Mike <mikes3959@yahoo.com> writes:

So, there's absolutely no way to parse attributes with same name?

  Not in XML.

  But you can have multiple IDREFs per attribute value in XML.

http://www.w3.org/TR/2000/REC-xml-20001006.html#idref

  (see there for ?IDREFS?)

  I have specified and implemented a data language ?Unotal? that
  directly handles multiple values with the same attribute name
  indeed. For example:

import java.lang.String;
import java.lang.System;
import de.dclj.ram.notation.unotal.Room;
import static de.dclj.ram.notation.unotal.RoomFromModule.room;

public final class Main
{ public static void main( final String argv[] )
  { System.out.println( room( "< a=b >" ).get( "a" ));
    System.out.println( room( "< a=b >" ).get( "a" ).getClass() );

    System.out.println( room( "< a=b a=c >" ).get( "a" ));
    System.out.println( room( "< a=b a=c >" ).get( "a" ).getClass() );

    System.out.println( room( "< >" ).getValues( "a" ));
    System.out.println( room( "< >" ).getValues( "a" ).getClass() );

    System.out.println( room( "< a=b >" ).getValues( "a" ));
    System.out.println( room( "< a=b >" ).getValues( "a" ).getClass() );

    System.out.println( room( "< a=b a=b >" ).getValues( "a" ));
    System.out.println( room( "< a=b a=b >" ).getValues( "a" ).getClass() );

    System.out.println( room( "< a=b a=c >" ).getValues( "a" ));
    System.out.println( room( "< a=b a=c >" ).getValues( "a" ).getClass() ); }}

System.out

b
class de.dclj.ram.notation.unotal.StringValue

[b, c]
class de.dclj.ram.notation.unotal.SprayValue

[]
class de.dclj.ram.notation.unotal.SprayValue

[b]
class java.util.HashSet

[b]
class java.util.HashSet

[b, c]
class java.util.HashSet

  For more about this:

http://www.purl.org/stefan_ram/pub/junotal_tutorial

  I have written an XML criticism, but this has not yet incorporated
  the possibility to use an IDREFS attribute in XML. Still the rest
  of it is valid: (The rest of this post is my XML criticism.)

  When a new document type is to be defined, when should one
  choose child elements and when attributes?
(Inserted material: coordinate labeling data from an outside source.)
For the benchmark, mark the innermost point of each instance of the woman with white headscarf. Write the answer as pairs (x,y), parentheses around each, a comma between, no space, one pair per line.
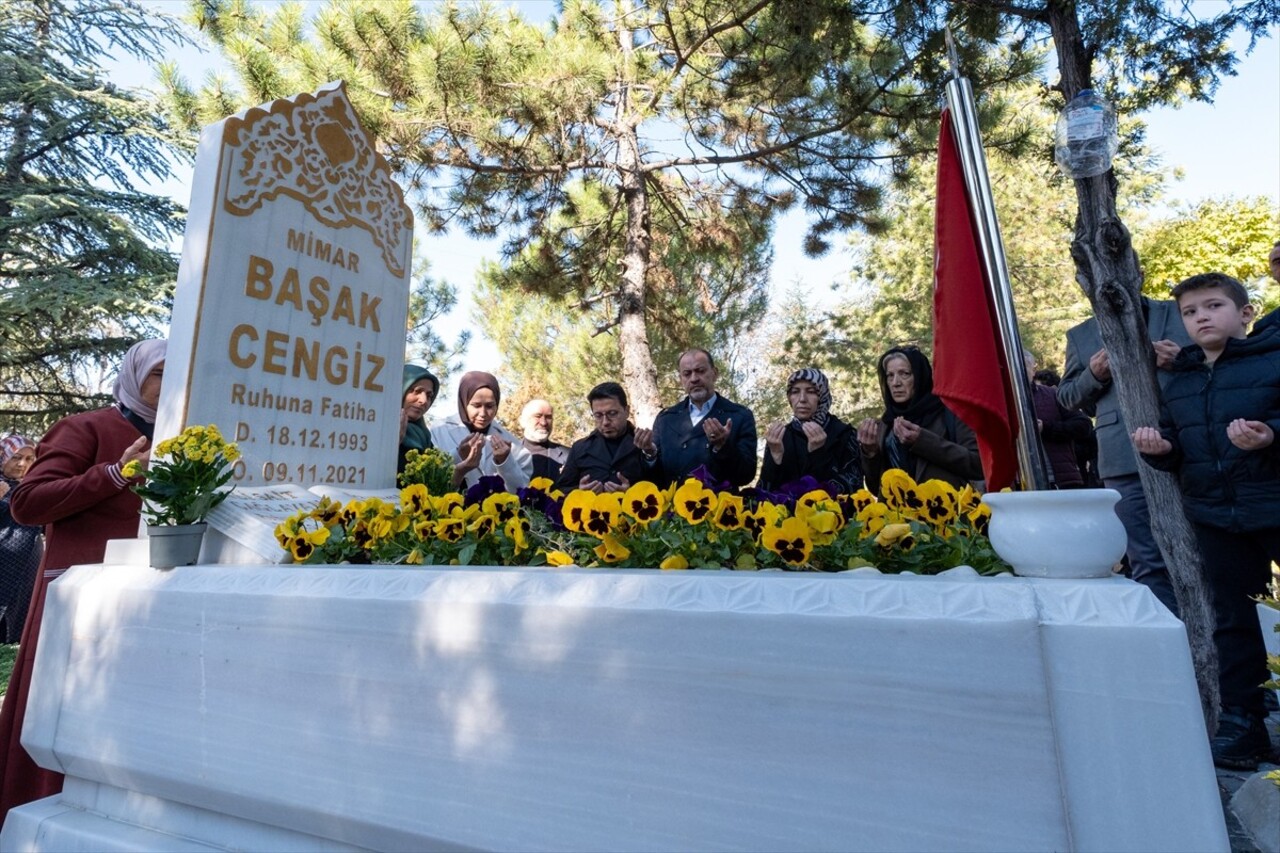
(76,491)
(814,442)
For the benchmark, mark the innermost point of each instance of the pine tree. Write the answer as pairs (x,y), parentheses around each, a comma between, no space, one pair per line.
(690,106)
(85,269)
(1138,54)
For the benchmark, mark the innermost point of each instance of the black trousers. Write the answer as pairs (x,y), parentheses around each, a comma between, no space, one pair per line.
(1237,568)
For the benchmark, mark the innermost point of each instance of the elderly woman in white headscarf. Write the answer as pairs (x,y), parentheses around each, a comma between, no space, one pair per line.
(21,544)
(77,492)
(814,442)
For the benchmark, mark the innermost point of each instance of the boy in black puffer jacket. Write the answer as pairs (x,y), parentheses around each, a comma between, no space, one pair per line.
(1220,413)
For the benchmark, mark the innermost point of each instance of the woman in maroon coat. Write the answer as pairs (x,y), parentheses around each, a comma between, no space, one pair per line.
(76,491)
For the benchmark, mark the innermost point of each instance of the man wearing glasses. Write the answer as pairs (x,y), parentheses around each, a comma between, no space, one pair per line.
(607,460)
(703,429)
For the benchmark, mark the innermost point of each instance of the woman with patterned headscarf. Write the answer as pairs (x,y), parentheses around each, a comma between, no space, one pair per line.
(21,544)
(917,433)
(480,445)
(814,442)
(77,492)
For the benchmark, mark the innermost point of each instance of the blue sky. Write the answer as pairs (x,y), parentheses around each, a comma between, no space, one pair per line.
(1230,147)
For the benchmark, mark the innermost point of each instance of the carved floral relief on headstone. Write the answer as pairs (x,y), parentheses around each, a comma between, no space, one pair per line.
(288,324)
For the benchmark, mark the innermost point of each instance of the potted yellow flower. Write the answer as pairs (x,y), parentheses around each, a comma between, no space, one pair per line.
(186,479)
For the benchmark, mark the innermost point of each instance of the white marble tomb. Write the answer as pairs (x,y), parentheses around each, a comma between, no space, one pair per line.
(287,708)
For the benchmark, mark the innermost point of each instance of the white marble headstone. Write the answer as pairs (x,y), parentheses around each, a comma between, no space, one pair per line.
(288,324)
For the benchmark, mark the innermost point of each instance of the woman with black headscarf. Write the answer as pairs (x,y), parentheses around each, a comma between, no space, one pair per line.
(480,445)
(814,442)
(917,432)
(77,492)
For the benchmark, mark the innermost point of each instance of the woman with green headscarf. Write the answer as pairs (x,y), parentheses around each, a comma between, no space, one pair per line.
(420,391)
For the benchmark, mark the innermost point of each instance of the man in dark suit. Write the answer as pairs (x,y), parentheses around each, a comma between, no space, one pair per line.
(702,429)
(1087,386)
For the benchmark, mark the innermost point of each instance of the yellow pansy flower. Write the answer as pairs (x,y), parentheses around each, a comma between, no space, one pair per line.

  The criterion that makes sense regarding the meaning can not
  be used in XML due to syntactic restrictions.

  An element is describing something. A description is an
  assertion. An assertion might contain unary predicates or
  binary relations.

  Comparing this structure of assertions with the structure
  of XML, it seems to be natural to represent unary predicates
  with types and binary relations with attributes.

  Say, "x" is a rose and belongs to Jack. This assertion can
  be written in a more formal way to show the relations used:

rose( x ) ^ owner( x, Jack )

  This is written in XML as:

<rose owner="Jack" />

  Thus, my answer would be: use element types for unary
  predicates and attributes for binary relations.

  Unfortunately, in XML, this is not always possible, because
  in XML:

    - there might be at most one type per element,

    - there might be at most one attribute value per attribute
      name, and

    - attribute values are not allowed to be structured in
      XML.

  Therefore, the designers of XML document types are forced to
  abuse element /types/ in order to describe the /relation/
  of an element to its parent element.

  This /is/ an abuse, because the designation "element type"
  obviously is supposed to give the /type of an element/,
  i.e., a property which is intrinsic to the element alone
  and has nothing to do with its relation to other elements.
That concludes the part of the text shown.